Their own village experience of crofters and goatherds, tribal rituals with shields and spears, and the need for resilience in the face of sudden death and disaster, gave them a much more immediate appreciation of the pastoral poems of Virgil and Hesiod, the epics of Homer, and the horrors of Greek tragedy. By contrast, Chula observes, Western readers can hardly approach the ancient texts “without the scepticism and neuroses of modernity” and have “become alienated from something elemental and important”.
“In Western high culture,” notes Chula, “Banda saw a path to equality.”
Under the “decolonialising” doctrine, traditional Classics teachers are ogre-like figures, dedicated to erasing non-Western cultures. Chula shows this to be otherwise. One of the first things a Classical colleague tells Chula on arriving in Malawi is, “What is worthwhile lies outside the Academy.” Far from disdaining traditional Malawian culture, the Classics teachers are at the forefront of engagement with it.

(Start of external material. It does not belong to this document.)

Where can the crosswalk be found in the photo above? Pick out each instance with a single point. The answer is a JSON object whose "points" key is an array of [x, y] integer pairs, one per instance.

Their curiosity leads them to seek a deep knowledge of the country’s languages, history and rituals. Some of the most fascinating parts of the book are about the Gule wamkulu (the Great Dance) which bears extraordinary resemblances to aspects of Greek drama and mystery rites.
Not only do the Classicists attend the Gule, but they lay on a performance of Euripides’ Bacchae in one of the villages using the Gule dancers to evoke the similarities between the two. In all of this, Chula again finds a cultural confidence in Malawi that is lacking in the contemporary West, grounded in a sense of place and a raucous celebration of the will to live in the face of a precarious existence punctuated by frequent disaster.
It is not only present-day Classicists whose training leads them to esteem and promote the indigenous cultures that they find. Chula devotes a section of the book to describing his journeys in search of the earlier missionaries whose attitude was similar. Many were drawn from Oxford, Cambridge and Durham in the latter part of the 19th century, following the call of Dr Livingstone for graduates to come to Africa, abolish slavery and establish “Christianity, Commerce, and Civilisation” in its place.
Chula follows a number who went to Africa, forsaking comfortable careers to embrace the threat of illness and death at the hand of slave traders. Not only did they achieve the abolition of slavery and practical improvement in the quality of life for many, but they also worked to record indigenous languages. Their vision laid the foundation for an educational tradition in Malawi which made possible not just a rich modern literature but the independence movement itself.
The early missionaries contrast sharply with many contemporary aid practitioners, who are frequently just passing through, reluctant to engage deeply with the culture of the place. Such detachment often leads to the failure of their work, and it detracts from the wealth and complexity of the culture they purport to serve.
“In Western high culture,” notes Chula, “Banda saw a path to equality.” Chula’s powerfully thought-provoking book shows the folly of treating Western high culture as merely a tool for self-flagellation. Properly embraced, it can be a route for engagement with the equal wealth of other cultures, rather than division.